Young pastors today are often cool, impressive, and popular. But the pastoral ministry that has borne eternal fruit down through the centuries has been something deeper, grander and more resilient. The apostle Paul expressed it when he wrote, “I rejoice in my sufferings for your sake” (Col. 1:24).
Paul was not cool. He had something better. Into his pastoral ministry flowed two divine powers: suffering and rejoicing.
It’s not enough that we pastors today suffer as Paul did. We must suffer without self-pity, resentment, and murmuring, but with rejoicing. Then we advance the gospel. How could it be otherwise? We represent the One who, for the joy set before him, endured the cross (Heb. 12:2).

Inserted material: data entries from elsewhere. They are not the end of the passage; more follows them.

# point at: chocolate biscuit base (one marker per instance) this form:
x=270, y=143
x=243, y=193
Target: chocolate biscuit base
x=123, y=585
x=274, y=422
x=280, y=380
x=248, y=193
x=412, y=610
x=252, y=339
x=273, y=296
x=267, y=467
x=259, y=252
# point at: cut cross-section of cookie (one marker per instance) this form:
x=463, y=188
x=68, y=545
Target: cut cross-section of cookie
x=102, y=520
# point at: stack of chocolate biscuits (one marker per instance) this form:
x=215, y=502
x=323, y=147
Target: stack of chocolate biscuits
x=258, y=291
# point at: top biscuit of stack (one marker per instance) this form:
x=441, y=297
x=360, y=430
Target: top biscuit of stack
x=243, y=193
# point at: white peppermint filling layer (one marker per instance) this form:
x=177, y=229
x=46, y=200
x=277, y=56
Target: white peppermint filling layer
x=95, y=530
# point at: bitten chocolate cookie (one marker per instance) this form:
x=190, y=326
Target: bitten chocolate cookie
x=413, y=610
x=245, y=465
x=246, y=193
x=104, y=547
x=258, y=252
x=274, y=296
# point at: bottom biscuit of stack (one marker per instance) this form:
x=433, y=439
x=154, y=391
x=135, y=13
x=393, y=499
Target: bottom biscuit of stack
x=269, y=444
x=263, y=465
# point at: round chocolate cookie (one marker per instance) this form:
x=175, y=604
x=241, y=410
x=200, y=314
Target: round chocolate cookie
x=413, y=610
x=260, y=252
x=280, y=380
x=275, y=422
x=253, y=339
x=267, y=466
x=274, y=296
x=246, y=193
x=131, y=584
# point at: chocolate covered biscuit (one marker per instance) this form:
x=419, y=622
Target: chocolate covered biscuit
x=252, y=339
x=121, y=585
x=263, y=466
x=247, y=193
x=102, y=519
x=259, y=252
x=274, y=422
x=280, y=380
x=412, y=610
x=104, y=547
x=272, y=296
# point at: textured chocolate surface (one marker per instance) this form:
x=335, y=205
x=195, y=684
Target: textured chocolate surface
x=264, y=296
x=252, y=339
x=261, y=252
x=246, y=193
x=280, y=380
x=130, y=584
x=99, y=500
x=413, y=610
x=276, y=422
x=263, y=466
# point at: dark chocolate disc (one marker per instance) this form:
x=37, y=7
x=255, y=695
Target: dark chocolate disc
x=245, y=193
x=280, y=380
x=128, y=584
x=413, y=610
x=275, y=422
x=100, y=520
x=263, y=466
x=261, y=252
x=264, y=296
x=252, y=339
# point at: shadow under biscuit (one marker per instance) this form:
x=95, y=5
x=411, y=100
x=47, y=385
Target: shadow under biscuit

As a young pastor, I entered the ministry prepared for the rejoicing but not for the suffering. When the inevitable buffetings and sorrows came, especially in the form of rejection, I thought, I don’t deserve this. Maybe you’ve thought that, too. And while it is a valid thought, it is not profound.
As the Lord led me further along, the following verses, like so many throughout Scripture, became more meaningful to me:
I am sending you out as lambs in the midst of wolves. (Luke 10:3)
Whoever kills you will think he is offering service to God. (John 16:2)
I have been crucified with Christ. (Gal. 2:20)
Do not be surprised at the fiery trial. (1 Pet. 4:12)
I am filling up what is lacking in Christ’s afflictions for the sake of his body, that is, the church. (Col. 1:24).
The Lord did not recruit us pastors on false pretenses. He told us what to expect. We will suffer, for his sake. But for that very reason, because it is for him, our sufferings are a grace, a privilege, an honor he is giving us. We are following him down a path already stained with his priceless blood. When we realize this, a second thought breaks upon us: I really don’t deserve this. And that is profound, and it leads to profound rejoicing.
As a young pastor, I entered the ministry prepared for the rejoicing but not for the suffering.
The privilege of pastoral ministry is Jesus—serving Jesus, standing for Jesus, representing Jesus, laying down our lives for Jesus, and through it all knowing Jesus more deeply. As my dad, the best pastor I’ve ever seen, told me on his dying day, “Ministry isn’t everything. Jesus is.”
In 12 Faithful Men: Portraits of Courageous Endurance in Pastoral Ministry (Baker), Collin Hansen and Jeff Robinson have gathered together godly pastors from the past to tell us stories—true stories—of pastoral suffering, with rejoicing that bears fruit to last forever. We pastors of today can never say the Lord is asking too much of us. The pastors we read of in this new book proved that Jesus is worth it all, even to our hearts’ full rejoicing forever.